Thunder Roadster offered some of the tightest qualifying times on Thursday. Just 0.639 seconds separated first-place finisher Tom Boyd and second-place finisher Brian Gibson.
“My car was loose all day and both my competitors gave me a heck of a race,” Boyd said. “I can’t believe I pulled it off in the end. We were right there together the whole day. We’re all such close competitors, it’s fun no matter who wins. But I plan on winning tomorrow. I come out here to win every race. Hopefully I win tomorrow and definitely hope I win on Sunday.”
Performance Touring E
Robert Dietz had never raced Thunderhill Raceway Park, but you can add him to the list of fans of the track. It certainly doesn’t hurt to win Friday’s qualifying race.

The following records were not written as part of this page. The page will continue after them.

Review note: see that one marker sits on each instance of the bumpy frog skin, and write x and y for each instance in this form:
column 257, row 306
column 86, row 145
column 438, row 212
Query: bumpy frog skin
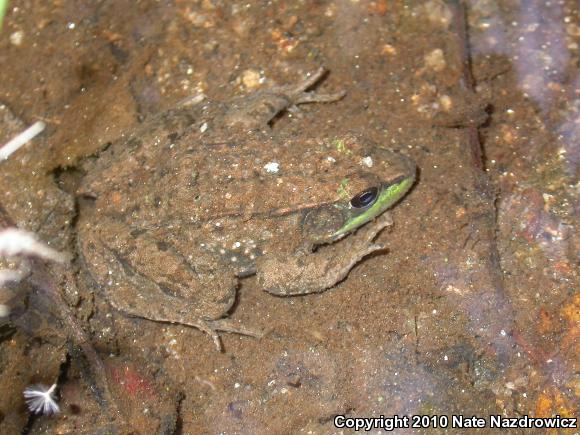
column 205, row 194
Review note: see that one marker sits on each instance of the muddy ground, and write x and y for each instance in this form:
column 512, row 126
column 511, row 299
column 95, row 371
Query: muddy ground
column 472, row 311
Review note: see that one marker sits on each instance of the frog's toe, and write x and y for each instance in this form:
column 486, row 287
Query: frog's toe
column 213, row 327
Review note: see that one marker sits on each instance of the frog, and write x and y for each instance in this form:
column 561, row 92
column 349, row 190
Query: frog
column 176, row 214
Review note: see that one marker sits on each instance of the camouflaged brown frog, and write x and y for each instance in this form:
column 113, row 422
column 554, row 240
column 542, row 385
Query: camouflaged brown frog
column 205, row 194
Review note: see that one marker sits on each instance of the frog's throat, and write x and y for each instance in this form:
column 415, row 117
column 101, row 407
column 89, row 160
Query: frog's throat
column 390, row 194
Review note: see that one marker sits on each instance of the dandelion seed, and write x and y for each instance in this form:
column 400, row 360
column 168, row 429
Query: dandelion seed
column 40, row 399
column 17, row 242
column 9, row 275
column 21, row 139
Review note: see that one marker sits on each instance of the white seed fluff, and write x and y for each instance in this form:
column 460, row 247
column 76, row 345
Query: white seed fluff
column 18, row 242
column 272, row 167
column 40, row 399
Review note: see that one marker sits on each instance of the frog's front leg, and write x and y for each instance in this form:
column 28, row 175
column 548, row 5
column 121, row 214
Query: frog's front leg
column 312, row 272
column 145, row 277
column 258, row 109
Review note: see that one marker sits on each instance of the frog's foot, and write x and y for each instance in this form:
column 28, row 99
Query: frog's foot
column 258, row 109
column 178, row 315
column 320, row 270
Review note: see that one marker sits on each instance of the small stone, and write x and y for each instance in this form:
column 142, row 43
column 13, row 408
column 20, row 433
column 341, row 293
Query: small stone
column 367, row 161
column 272, row 167
column 435, row 60
column 16, row 38
column 250, row 79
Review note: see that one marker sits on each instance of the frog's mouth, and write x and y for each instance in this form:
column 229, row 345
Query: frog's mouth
column 333, row 221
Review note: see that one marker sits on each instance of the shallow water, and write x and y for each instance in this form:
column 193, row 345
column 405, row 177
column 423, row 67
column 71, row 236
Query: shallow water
column 473, row 309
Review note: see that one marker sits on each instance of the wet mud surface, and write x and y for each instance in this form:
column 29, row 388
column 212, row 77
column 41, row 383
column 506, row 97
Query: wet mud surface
column 472, row 310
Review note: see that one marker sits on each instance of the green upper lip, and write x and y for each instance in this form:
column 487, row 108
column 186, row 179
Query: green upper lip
column 389, row 194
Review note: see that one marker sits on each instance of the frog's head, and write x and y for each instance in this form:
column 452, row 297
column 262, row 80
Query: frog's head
column 377, row 189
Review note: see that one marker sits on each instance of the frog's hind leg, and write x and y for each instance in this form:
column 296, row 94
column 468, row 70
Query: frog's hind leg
column 159, row 285
column 258, row 109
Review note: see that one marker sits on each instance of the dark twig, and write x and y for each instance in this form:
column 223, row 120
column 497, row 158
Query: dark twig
column 41, row 279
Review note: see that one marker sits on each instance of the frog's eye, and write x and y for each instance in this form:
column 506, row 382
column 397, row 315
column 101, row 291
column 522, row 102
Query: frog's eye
column 365, row 198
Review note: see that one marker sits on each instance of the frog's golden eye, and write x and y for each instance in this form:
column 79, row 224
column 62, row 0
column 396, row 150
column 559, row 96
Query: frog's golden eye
column 366, row 198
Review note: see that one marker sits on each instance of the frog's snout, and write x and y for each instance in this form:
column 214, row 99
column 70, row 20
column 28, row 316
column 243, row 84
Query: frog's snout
column 321, row 223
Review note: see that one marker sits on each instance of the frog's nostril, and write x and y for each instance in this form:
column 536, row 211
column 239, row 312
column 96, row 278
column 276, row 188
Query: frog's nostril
column 365, row 198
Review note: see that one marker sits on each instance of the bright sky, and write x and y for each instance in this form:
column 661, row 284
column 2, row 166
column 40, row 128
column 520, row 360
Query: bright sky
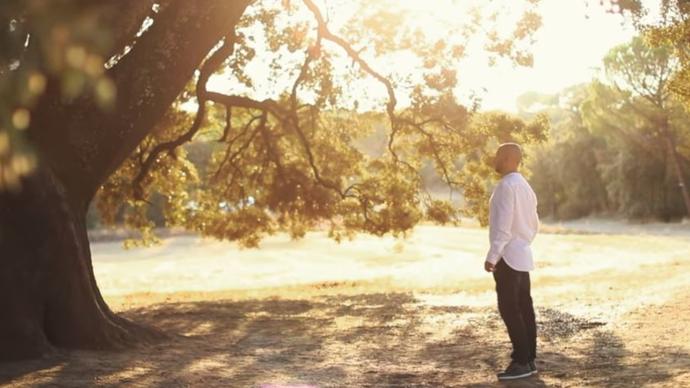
column 569, row 47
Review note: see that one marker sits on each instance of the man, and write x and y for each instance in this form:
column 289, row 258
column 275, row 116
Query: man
column 513, row 224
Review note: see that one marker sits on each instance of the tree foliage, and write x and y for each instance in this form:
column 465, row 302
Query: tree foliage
column 283, row 135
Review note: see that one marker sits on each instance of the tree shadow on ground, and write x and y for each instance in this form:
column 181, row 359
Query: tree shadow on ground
column 366, row 340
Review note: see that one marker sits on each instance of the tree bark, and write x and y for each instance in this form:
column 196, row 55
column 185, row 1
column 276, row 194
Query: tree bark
column 680, row 175
column 49, row 293
column 50, row 297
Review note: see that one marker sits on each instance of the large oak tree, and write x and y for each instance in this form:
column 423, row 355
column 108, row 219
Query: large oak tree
column 95, row 103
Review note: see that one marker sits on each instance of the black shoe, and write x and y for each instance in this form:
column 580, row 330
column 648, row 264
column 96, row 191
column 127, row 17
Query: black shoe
column 515, row 371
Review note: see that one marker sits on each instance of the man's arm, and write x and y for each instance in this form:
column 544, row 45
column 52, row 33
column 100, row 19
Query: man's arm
column 500, row 223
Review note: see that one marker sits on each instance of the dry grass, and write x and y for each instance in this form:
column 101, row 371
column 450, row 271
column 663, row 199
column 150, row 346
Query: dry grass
column 612, row 311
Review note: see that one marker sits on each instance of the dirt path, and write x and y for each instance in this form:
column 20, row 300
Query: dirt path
column 612, row 311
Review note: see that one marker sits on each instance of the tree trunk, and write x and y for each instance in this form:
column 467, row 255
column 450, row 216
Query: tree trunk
column 49, row 295
column 675, row 159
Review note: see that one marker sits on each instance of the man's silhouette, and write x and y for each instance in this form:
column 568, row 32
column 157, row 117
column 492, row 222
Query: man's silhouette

“We started and there was this great pack. So, we’re all dicing it up having fun and everyone spread out a bit. I just wanted to have some fun and enjoy the race,” Dietz said. “There’s not a lot of us out there, so I’d rather finish with the car in one piece than push it too hard when I’ve got some space on everyone behind me. The car felt good and we made a lot of engine changes between August and now, but I’m running good, feeling good.”